What you should be tracking is whether any of your passwords have been compromised on one of the many data breaches you’ve probably experienced recently—or ever. Obviously, when that happens, changing your affected password should be a top priority. But a lot of people don’t do this. According to the latest research from Google:
“…we implement a cloud service that mediates access to over 4 billion credentials found in breaches and a Chrome extension serving as an initial client. Based on anonymous telemetry from nearly 670,000 users and 21 million logins, we find that 1.5%% of logins on the web involve breached credentials. By alerting users to this breach status, 26%% of our warnings result in users migrating to a new password, at least as strong as the original.”
I’m not sure why a person wouldn’t change their password when they find out it was compromised, but maybe the message isn’t clear enough. Worse, imagine all the compromised passwords people aren’t checking—you aren’t going to change that which you don’t perceive to be broken, after all.
While the first part of that paragraph is completely on you, we can help out with the second half. There are plenty of tools you can use (free or paid) to alert you that it might be time to change your password. Here are a few of our favorites—please pick one, or many, to use right now.
Google’s Password Checkup extension
If you’re a Chrome fan—most people are—consider installing Google’s Password Checkup extension. It’ll sit in the background of your browser and do nothing of importance until you go to log into a website. When you do, it’ll check to see if your account credentials have been previously leaked in a data breach.
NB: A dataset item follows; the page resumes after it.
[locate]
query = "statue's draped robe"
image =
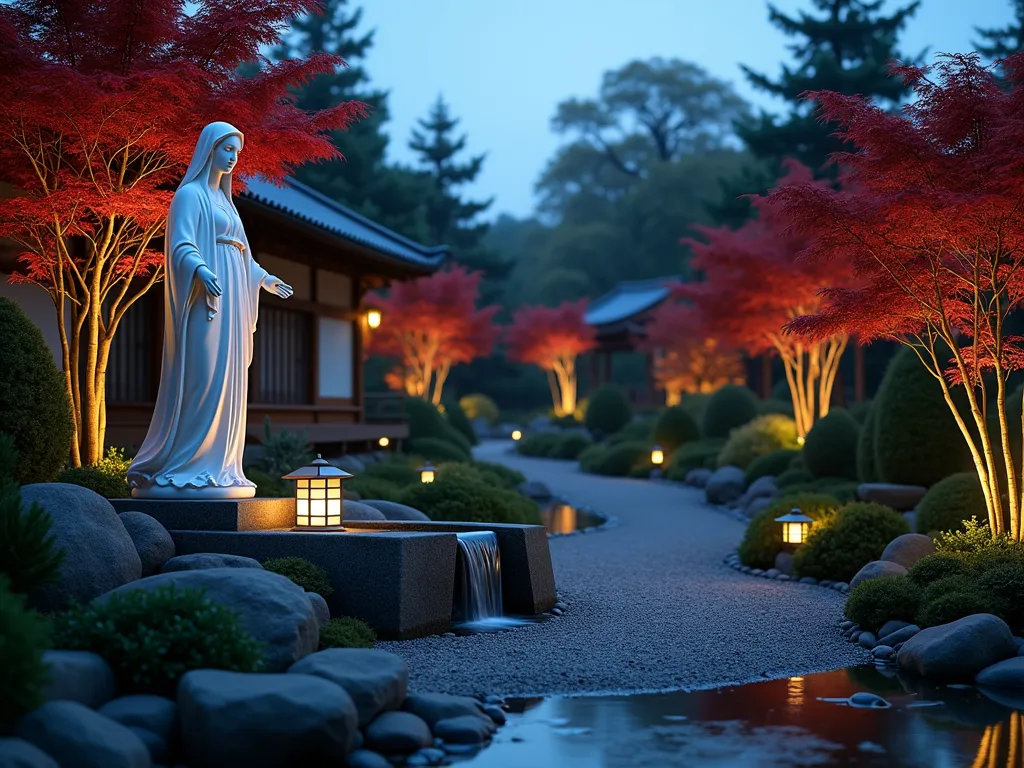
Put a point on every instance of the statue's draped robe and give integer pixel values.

If so, it’ll let you know that it’s time to change your password, and you should definitely take it up on its advice.
And, no, this extension isn’t going to reveal your passwords by checking them. As Google writes:
“We designed Password Checkup with privacy-preserving technologies to never reveal this personal information to Google. We also designed Password Checkup to prevent an attacker from abusing Password Checkup to reveal unsafe usernames and passwords. Finally, all statistics reported by the extension are anonymous. These metrics include the number of lookups that surface an unsafe credential, whether an alert leads to a password change, and the web domain involved for improving site compatibility.”
Have I Been Pwned
This one’s even easier. Send your email address over to Have I Been Pwned via the site’s “notify me” feature, and you’ll get a warning whenever your email address (and anything associated with it) appears in a breach. There’s no reason to not use this free service, unless you’re mysterious and use a different email address for multiple services. If so, consider using a third-party service like Badrap to check multiple accounts against Have I Been Pwned’s database.
And we almost don’t need to say it, but we’re going to say it: When you get an email that your account was involved in a breach, please go change your password for that service. Make it a unique password; make it a strong password. And change that password on other services if you’ve been lazy and used the same password for everything.
Firefox Monitor
Here’s a not-so-big secret: Firefox Monitor offers the same kind of “notify me if my email is involved in a data breach” service as Have I Been Pwned. In fact, it uses Have I Been Pwned’s database, too.
Even though Firefox Monitor is basically a reskinned version of Have I Been Pwned, it’s still worth knowing about. If you’re a huge Firefox fan and that is the single reason that convinces you to sign up for this useful service, all the better.
1Password
If you pay for 1Password—and you should, since it’s a great password manager—you get access to its Watchtower feature. There’s no reason not to pay attention to this critical service, as it will alert you whenever passwords you’ve used are present in, you guessed it, Have I Been Pwned’s database of breaches. That’s a little different (and more useful) than just looking up whether your email address was involved in a breach.
You can also quickly see if any services you use were themselves involved in a data breach, a good encouragement to change your password even if you weren’t directly affected by an attack.
Hasso Plattner Institute’s Identity Leak Checker
Like similar tools, this one from Germany’s Hasso Plattner Institute only requires you enter your email address. If that email is associated with any kind of data breach, you’ll receive an emailed report to let you know.
This tool isn’t an active monitoring solution, but it’s useful to see where your account details have been previously compromised. Since it takes all of a second to run, it shouldn’t be a big burden when you’re trying to get a comprehensive picture of account passwords you might need to change.